One challenge we face in the Hindu Kush-Himalayan (HKH) region, no doubt common to other regions, is the absence of accurate and reliable environmental data. Such quality datasets provide the scientific basis for informed decision making for conservation, adaptation and sustainable development in the context of a rapidly changing climate.
What we are aiming for is a regional cooperative effort for environmental data collection and long-term ecological research within a coordinated framework. This cooperation would be based on common protocols and principles of open data exchange as a basis to sample, characterize, and ultimately model the diversity, topography, heterogeneity and remoteness of this vast region – no small task when the ‘region’ is Bangladesh, Bhutan, China, India, Myanmar, Nepal, Pakistan, and Afghanistan. HKH waters also support over some 3 billion people in another 18 countries.
Thinking in terms of ‘landscapes’ is useful because a landscape is “a contiguous area, intermediate in size between an ecoregion and a specific site, with a set of ecological, cultural and socio-economic characteristics distinct from its neighbours.” Using a landscape as a unit of analysis, we can look across large, connected geographic areas to more fully recognize natural resource conditions and trends, natural and human influences, and opportunities. Our transboundary landscape ecosystem management approach includes both natural and managed components of biodiversity (agro-biodiversity, wildlife, wildlife habitats) and explicitly recognizes the important role of cultural diversity in maintaining biodiversity.

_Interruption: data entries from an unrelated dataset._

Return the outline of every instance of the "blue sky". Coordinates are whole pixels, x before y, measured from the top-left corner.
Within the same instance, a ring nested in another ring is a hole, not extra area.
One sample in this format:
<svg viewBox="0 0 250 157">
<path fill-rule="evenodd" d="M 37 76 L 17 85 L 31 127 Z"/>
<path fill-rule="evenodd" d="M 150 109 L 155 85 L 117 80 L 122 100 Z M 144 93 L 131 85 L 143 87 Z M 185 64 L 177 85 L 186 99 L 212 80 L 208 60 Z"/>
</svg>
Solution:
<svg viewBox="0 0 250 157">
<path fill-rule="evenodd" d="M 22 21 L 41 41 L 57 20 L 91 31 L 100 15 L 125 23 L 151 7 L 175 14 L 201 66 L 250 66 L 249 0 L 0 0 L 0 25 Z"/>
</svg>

The tool we have chosen to use for monitoring is the transect approach. A transect is a line along a defined path that represents a particular range of diversity. A transect need not be a straight line and there may be more than one transect. In our case, we have designed four north-south transects to capture: i) a longitudinal moisture gradient going from west (dry) to east (wet); ii) an altitude gradient going from tropical to alpine; and iii) a latitudinal gradient from south to north. These four transects, within seven nested trans-boundary landscapes, provide the geographic basis for ecological monitoring and representative sampling. They also provide a platform for facilitating collaboration and cooperation among regional member countries, local, national and regional institutions, and the global research community.
In addition to the improved data collection and analytic capacity, we hope to build a framework of agreements involving regional member country governments. This framework would include a long-term commitment to collect, interpret and make available data, information and knowledge relevant to informed scientific decision making. The aim is to facilitate on-going regional trans-boundary dialogue that will lead to trans-boundary landscape ecosystem management and community-based approaches for climate change adaptation, biodiversity conservation, and sustainable development.
To implement this program, we are working closely with representatives from national governments of the regional member countries, conservation and development organizations, and community-based organizations. We see our role as one of facilitator and broker among and between regional partners.